The Western Governors today released a report, Water Transfers in the West, which provides an overview on how the region can help meet growing demands for water with voluntary market-based sales and leases of water rights.
“Voluntary water transfers have occurred for decades,” said Governor Gary R. Herbert (Utah), Chairman of the Western Governors’ Association. “But with so many new citizens and industries settling in the water-scarce West, now is the time to evaluate how we use transfers in our approach to providing water.”
A water transfer, as defined in this report, is a voluntary agreement that results in a change in the type, time or place of use of a water right. Water transfers can take the form of a sale, lease or donation and they can move water among agricultural, municipal, industrial energy and environmental uses.
Water transfers are one component of a suite of tools Western water managers can use to meet new demands from changes in farming practices, energy development, and urbanization. States can also develop new infrastructure and storage (such as dams), conservation and efficiency, and water reuse projects.
“There is no magic wand or silver bullet when it comes to meeting water supply, only well-informed decision making,” said Jennifer Gimbel, Director of the Colorado Water Conservation Board. “This report will help states learn from each other’s experiences with water transfers in order to make the best decisions for each state’s water future.”
Water transfers offer a means to “re-purpose” existing water resources for new uses. Since farmers hold many of the West’s senior water rights, the Governors passed a policy in 2011 advocating that states “identify and promote innovative ways to allow water transfers from other uses … while avoiding or mitigating damages to agricultural economies and communities.” The report also addresses ways to mitigate impacts to the environment.
The report is a product of a year-long project in partnership with the Western States Water Council (WSWC), a group of top water administrators in the Western states. The Western Governors’ Association and WSWC convened three stakeholder workshops with more than 100 participants from July to December of 2011. The meetings drew state administrators, environmental organizations, farmers, academics, and water resource professionals from across the West, providing diverse perspectives on water transfers.
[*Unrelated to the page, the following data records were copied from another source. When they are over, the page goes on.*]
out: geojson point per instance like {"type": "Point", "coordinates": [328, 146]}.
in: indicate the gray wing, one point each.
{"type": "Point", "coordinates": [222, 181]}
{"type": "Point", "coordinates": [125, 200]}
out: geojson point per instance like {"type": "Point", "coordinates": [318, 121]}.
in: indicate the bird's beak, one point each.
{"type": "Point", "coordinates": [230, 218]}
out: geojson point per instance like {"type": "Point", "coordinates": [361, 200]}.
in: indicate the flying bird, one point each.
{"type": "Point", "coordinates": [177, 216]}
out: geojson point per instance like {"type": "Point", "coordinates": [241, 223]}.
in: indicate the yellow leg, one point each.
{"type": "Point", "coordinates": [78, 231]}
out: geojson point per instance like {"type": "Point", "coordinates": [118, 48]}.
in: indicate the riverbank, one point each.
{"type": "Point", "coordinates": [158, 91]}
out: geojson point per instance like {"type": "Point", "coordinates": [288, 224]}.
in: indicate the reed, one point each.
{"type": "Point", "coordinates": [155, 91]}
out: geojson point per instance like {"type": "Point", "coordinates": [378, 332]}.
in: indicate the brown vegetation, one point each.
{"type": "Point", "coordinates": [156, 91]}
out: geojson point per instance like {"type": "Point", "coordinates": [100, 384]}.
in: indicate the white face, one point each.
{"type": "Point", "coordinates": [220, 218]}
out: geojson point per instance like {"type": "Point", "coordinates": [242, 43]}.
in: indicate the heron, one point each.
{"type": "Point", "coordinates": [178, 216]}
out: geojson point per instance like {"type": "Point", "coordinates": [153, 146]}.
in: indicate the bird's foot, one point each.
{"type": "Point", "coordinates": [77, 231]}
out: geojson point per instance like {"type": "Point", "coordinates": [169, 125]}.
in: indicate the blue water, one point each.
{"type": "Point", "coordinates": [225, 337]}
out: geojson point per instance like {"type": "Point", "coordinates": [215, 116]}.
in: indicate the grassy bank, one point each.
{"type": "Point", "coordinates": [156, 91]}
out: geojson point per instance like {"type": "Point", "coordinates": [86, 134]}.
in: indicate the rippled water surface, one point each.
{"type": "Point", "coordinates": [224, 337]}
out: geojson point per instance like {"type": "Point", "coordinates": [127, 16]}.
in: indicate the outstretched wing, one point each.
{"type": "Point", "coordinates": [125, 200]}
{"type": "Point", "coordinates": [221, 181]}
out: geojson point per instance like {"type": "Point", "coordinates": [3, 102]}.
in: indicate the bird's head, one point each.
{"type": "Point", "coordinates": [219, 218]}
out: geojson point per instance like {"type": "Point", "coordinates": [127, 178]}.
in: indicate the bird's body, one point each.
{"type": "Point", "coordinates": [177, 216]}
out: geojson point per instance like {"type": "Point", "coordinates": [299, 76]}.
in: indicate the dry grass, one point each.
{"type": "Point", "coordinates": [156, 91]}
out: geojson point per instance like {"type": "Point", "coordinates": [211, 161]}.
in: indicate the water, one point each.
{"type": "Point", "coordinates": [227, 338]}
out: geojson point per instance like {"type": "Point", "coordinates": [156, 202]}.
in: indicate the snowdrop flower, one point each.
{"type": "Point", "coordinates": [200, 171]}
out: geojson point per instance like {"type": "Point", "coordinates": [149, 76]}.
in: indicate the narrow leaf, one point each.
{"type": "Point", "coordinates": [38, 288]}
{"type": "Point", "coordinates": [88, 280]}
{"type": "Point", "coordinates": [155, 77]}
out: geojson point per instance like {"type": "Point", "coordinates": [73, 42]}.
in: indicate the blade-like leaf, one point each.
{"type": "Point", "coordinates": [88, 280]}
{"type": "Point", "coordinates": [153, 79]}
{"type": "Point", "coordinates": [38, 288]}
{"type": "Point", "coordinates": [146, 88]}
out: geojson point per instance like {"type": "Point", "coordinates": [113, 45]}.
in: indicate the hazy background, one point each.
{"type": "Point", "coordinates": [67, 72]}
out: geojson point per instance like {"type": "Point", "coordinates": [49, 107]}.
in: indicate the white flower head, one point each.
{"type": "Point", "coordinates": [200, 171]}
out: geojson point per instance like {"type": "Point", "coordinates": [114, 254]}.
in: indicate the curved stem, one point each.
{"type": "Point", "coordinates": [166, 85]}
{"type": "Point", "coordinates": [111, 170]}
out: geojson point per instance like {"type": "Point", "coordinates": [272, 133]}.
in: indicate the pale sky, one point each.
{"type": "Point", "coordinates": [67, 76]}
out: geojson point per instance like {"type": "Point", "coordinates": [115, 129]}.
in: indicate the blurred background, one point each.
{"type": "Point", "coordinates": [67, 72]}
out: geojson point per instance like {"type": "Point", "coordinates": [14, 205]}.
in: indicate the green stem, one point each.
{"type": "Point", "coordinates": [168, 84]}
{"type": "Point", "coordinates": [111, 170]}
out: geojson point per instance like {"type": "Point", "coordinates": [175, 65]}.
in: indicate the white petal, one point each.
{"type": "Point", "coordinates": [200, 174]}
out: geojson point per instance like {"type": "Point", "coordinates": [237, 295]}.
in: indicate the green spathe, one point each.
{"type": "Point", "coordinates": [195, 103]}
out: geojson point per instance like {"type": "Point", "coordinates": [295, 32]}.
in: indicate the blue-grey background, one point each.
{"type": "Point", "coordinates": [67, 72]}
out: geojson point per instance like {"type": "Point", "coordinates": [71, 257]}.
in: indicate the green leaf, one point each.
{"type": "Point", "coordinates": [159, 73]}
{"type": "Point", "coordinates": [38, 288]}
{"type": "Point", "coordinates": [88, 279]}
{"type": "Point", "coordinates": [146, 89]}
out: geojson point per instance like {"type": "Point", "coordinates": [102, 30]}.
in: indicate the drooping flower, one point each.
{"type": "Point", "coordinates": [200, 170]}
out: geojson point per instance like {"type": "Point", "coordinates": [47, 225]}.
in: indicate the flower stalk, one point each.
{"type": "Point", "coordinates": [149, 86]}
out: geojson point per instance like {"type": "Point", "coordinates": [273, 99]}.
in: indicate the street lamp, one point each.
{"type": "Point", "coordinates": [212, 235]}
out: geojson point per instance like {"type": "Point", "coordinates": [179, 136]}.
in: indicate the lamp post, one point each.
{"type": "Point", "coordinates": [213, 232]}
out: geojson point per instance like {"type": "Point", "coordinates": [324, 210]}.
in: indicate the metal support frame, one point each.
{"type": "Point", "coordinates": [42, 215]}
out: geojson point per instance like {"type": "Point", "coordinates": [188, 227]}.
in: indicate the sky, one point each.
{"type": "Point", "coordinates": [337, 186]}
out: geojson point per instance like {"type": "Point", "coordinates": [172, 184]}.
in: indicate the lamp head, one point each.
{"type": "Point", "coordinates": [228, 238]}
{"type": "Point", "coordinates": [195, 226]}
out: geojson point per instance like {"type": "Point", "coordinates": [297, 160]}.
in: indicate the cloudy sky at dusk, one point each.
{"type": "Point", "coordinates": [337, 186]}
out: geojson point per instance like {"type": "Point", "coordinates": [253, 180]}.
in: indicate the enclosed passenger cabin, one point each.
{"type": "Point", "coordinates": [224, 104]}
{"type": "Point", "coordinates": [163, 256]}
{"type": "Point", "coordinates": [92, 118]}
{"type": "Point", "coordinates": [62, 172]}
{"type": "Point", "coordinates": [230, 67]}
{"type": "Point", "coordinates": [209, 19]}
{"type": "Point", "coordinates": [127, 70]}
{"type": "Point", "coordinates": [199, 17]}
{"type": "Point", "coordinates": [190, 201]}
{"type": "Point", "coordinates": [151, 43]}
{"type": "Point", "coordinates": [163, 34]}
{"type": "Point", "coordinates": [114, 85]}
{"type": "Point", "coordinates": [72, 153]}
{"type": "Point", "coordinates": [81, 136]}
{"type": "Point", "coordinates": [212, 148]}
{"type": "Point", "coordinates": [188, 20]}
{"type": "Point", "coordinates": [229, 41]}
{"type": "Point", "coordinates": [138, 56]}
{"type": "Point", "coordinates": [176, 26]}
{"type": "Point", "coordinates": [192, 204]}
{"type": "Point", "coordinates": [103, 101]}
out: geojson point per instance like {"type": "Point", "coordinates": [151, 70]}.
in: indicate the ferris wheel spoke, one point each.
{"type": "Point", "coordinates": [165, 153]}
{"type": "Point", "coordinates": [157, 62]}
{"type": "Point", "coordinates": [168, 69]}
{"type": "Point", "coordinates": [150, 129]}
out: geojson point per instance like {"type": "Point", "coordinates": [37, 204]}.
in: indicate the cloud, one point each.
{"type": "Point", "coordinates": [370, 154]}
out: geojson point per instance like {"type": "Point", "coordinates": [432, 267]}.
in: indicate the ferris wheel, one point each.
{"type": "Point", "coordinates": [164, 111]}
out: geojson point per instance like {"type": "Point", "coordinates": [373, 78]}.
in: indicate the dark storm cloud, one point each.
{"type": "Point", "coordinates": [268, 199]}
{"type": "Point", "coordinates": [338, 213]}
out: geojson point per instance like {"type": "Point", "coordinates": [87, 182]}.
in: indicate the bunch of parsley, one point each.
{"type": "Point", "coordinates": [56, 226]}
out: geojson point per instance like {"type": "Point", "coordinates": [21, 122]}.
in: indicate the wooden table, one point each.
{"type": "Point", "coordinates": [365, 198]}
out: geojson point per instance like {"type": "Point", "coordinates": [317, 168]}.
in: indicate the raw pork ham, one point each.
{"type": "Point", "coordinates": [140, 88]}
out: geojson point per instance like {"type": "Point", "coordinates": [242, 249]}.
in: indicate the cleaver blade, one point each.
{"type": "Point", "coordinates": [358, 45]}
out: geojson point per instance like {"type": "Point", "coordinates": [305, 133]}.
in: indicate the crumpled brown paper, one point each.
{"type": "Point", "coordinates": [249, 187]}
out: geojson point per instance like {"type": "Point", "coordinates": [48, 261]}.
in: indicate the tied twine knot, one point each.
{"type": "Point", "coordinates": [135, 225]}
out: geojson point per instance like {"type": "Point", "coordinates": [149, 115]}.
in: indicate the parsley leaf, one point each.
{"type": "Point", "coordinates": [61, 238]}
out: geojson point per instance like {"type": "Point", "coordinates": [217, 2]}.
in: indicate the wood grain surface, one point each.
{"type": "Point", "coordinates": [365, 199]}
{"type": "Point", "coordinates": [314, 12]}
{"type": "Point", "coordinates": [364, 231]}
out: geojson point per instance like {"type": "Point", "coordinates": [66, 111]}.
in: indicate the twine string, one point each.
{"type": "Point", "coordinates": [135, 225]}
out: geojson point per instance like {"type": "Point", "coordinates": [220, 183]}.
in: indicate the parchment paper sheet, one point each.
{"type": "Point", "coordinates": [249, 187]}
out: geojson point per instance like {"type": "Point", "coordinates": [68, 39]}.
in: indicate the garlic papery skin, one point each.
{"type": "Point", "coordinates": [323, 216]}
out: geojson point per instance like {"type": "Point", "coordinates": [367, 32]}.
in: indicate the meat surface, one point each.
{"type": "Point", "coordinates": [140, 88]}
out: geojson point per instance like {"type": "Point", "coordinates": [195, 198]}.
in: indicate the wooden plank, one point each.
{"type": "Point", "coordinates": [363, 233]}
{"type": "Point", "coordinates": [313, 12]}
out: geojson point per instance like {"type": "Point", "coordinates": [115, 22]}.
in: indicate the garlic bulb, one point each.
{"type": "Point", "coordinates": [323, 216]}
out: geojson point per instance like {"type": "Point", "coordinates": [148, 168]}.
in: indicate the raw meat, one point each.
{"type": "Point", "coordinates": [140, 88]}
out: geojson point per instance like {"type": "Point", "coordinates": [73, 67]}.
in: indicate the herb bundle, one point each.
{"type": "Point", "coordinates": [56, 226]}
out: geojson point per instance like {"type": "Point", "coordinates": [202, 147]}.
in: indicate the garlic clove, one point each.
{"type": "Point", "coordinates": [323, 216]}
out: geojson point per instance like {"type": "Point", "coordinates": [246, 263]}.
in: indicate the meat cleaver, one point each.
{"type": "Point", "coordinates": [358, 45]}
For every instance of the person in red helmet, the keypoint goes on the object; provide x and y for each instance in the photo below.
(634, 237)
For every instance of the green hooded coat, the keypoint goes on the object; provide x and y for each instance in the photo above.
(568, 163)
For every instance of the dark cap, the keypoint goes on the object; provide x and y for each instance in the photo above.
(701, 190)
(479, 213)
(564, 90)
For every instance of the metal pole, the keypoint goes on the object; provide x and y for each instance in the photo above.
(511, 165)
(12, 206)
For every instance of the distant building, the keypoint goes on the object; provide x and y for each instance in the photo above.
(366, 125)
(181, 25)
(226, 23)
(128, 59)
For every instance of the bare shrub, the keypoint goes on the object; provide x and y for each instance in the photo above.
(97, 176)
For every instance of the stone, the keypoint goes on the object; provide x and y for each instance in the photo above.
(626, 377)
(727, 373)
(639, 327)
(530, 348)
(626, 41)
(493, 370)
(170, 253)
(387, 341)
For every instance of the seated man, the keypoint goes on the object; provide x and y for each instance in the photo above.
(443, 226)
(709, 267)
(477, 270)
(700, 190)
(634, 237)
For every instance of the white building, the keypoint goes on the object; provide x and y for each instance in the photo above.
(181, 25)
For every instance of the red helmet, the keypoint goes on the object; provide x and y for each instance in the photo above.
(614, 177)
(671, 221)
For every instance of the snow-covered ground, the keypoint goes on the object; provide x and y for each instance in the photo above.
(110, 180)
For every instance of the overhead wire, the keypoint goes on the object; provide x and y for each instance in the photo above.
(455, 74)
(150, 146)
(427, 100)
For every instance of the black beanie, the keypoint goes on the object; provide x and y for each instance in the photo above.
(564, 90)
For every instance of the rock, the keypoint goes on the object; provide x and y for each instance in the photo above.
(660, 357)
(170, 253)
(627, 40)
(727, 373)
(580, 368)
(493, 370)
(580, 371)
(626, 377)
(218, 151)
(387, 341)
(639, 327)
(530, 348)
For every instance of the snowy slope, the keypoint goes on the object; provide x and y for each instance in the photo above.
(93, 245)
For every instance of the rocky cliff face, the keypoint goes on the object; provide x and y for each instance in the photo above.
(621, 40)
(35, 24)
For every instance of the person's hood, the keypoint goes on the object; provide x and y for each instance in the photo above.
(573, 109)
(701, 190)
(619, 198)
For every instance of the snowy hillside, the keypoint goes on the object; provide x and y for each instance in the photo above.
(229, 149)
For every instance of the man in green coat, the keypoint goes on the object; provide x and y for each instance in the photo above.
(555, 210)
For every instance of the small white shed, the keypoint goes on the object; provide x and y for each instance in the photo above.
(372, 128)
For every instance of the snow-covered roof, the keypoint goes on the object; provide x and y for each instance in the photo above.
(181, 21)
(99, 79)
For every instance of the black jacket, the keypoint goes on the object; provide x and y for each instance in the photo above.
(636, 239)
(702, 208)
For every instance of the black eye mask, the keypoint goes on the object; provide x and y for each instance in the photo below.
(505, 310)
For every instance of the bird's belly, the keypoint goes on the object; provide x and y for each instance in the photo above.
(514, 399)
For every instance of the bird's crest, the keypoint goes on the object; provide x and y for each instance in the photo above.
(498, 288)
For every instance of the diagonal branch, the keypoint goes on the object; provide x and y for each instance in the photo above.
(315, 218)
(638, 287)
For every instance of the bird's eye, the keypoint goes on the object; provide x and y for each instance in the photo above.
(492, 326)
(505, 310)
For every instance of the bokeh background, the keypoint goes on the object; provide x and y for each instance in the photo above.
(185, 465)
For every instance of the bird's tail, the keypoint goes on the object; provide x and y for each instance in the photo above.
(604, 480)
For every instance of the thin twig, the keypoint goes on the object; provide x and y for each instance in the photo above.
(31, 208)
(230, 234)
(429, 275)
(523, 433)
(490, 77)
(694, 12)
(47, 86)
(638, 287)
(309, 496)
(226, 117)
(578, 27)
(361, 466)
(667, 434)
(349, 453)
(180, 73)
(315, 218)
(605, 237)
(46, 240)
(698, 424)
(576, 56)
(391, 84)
“The balanced approach to water transfers advocated for in the WSWC report is the same philosophy that must be advanced on an even larger scale here in the West,” said Patrick O’Toole, President of the Family Farm Alliance and a workshop participant. “Transfers are a way of meeting short-term water challenges, but they are only one instrument in a much broader suite of tools that also must include water conservation and modern infrastructure to store and move water.”
Rather than providing a “one-size-fits-all” blueprint for states to follow, Water Transfers in the West highlights successful transfers and innovative practices to allow Western states to learn from their collective experiences and take advantage of the “lessons learned.” The report also recognizes that each state’s individual circumstances will determine how it should address transfers. It addresses only transfers within states, and not interstate transfers.
“Transfers are already occurring in all of the Western states, and many state water administrators say that transfers will continue to play a vital role in the way they meet demands,” said Tony Willardson, Executive Director of the Western States Water Council (WSWC). “WSWC and WGA will continue to provide states with information on how to take advantage of the decentralized and flexible nature of transfers while avoiding or mitigating any negative effects of transfers.”
WGA and WSWC will continue their work on water transfers following the release of the report.
The report, titled Water Transfers in the West: Projects, Trends, and Leading Practices in Voluntary Water Trading is available for download online at westgov.org/water. Information from past stakeholder workshops, an executive summary, and perspectives from stakeholders are also available online.